Not long ago, marketing was simple: Acquire people’s attention, and then shout the loudest. This approach worked when brands operated with fewer channels and targeted longer attention spans, but it’s ineffective in a world where consumers are assailed with hundreds if not thousands of messages daily.
Brands today are armed with algorithms that predict precisely what to serve up to customers and prospects, where and when. And while it may seem counterintuitive, the most effective brands now rely on technology — whether it’s a conversational interface or a “haptics-driven” sensory experience — to build authentic experiences and tell genuine stories. In short, the rise of technology is creating a renaissance moment for “Mad Men” everywhere, including in their careers.
New marketing tasks and new activities — in effect, new marketing jobs — are needed to create the brand value necessary today, which is based not on capturing mindshare but on building experiences that last and encourage customers to stick around. Get it right, and your brand captures unassailable mindshare; customers will return time and again, building trust and interest with each expanding interaction.
Emerging roles for marketers
We propose 21 new jobs that will emerge over the next 10 years and become cornerstones of the new CMO mandate. We based these jobs on the major macroeconomic, political, demographic, societal, cultural, business and technology trends observable today. These include the rise of circular economies; the growth of hyperpersonalization; rising populism; aging populations; sustainability; data; ethics; robots and machines; automation; AI; biotechnology; and virtual reality (VR).

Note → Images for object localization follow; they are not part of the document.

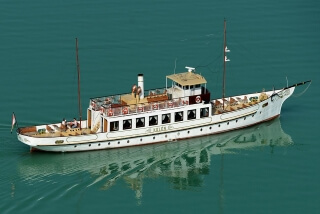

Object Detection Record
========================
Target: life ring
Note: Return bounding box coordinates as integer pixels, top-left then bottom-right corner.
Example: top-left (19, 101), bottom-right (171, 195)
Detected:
top-left (108, 109), bottom-right (113, 116)
top-left (195, 96), bottom-right (201, 103)
top-left (138, 106), bottom-right (144, 112)
top-left (153, 103), bottom-right (158, 110)
top-left (168, 101), bottom-right (173, 108)
top-left (122, 107), bottom-right (128, 114)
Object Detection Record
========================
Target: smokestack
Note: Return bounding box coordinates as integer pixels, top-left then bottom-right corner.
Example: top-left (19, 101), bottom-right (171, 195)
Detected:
top-left (138, 74), bottom-right (144, 99)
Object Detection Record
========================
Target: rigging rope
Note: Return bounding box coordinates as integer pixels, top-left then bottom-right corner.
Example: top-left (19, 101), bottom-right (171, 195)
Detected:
top-left (292, 81), bottom-right (312, 98)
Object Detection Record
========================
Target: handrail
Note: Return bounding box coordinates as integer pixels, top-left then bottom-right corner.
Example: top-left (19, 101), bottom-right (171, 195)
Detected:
top-left (91, 91), bottom-right (210, 117)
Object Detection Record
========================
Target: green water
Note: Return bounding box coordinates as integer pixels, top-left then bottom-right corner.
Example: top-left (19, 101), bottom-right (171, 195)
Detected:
top-left (0, 0), bottom-right (319, 213)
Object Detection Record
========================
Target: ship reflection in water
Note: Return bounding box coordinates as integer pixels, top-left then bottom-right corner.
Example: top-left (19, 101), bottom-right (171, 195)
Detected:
top-left (19, 118), bottom-right (292, 201)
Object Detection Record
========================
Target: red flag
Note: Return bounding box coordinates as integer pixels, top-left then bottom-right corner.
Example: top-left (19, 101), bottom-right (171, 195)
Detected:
top-left (11, 113), bottom-right (16, 133)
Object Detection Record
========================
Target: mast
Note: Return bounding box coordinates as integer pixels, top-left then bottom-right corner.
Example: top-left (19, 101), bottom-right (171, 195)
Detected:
top-left (76, 38), bottom-right (82, 130)
top-left (222, 19), bottom-right (230, 109)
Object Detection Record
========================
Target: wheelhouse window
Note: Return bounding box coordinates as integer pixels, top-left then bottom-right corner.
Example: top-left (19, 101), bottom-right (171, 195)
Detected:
top-left (187, 109), bottom-right (196, 120)
top-left (162, 113), bottom-right (171, 124)
top-left (174, 111), bottom-right (183, 122)
top-left (110, 121), bottom-right (119, 131)
top-left (175, 83), bottom-right (182, 88)
top-left (123, 119), bottom-right (132, 130)
top-left (200, 107), bottom-right (209, 118)
top-left (149, 115), bottom-right (158, 126)
top-left (136, 117), bottom-right (145, 128)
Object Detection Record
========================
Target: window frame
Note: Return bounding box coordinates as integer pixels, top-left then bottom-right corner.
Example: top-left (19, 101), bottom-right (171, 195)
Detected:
top-left (149, 115), bottom-right (158, 126)
top-left (174, 111), bottom-right (184, 122)
top-left (187, 109), bottom-right (196, 120)
top-left (200, 107), bottom-right (209, 118)
top-left (110, 121), bottom-right (119, 132)
top-left (123, 119), bottom-right (132, 130)
top-left (136, 117), bottom-right (145, 128)
top-left (162, 113), bottom-right (171, 124)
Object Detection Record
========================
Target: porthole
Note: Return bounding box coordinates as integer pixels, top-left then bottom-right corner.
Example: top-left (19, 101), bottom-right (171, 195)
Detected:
top-left (244, 117), bottom-right (246, 120)
top-left (188, 131), bottom-right (190, 134)
top-left (236, 120), bottom-right (238, 123)
top-left (74, 145), bottom-right (77, 148)
top-left (252, 114), bottom-right (254, 117)
top-left (227, 122), bottom-right (229, 125)
top-left (260, 111), bottom-right (262, 114)
top-left (218, 124), bottom-right (221, 127)
top-left (165, 134), bottom-right (167, 138)
top-left (153, 136), bottom-right (155, 140)
top-left (140, 138), bottom-right (142, 142)
top-left (89, 144), bottom-right (91, 147)
top-left (108, 142), bottom-right (110, 145)
top-left (200, 128), bottom-right (203, 131)
top-left (127, 140), bottom-right (129, 143)
top-left (98, 143), bottom-right (101, 146)
top-left (118, 141), bottom-right (120, 144)
top-left (209, 127), bottom-right (212, 130)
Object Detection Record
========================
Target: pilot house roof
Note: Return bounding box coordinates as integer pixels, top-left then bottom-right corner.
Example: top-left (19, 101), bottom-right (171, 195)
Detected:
top-left (166, 71), bottom-right (207, 86)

We’ve positioned our 21 jobs of the future over a 10-year timeline according to their “tech-centricity” (see figure below). Marketing will also increasingly be about empathy — about understanding the emotions the brand elicits within customers, and then channeling it into empathetic marketing content, messages and campaigns, all served up at the right time. For this reason, we’ve also indicated empathy levels required for each job.
The marketing world has changed dramatically during the last 10 years and will change even more in the next decade as well. This is why the jobs we describe are integral to the future success of CMOs, their teams and the work done to drive customer engagement.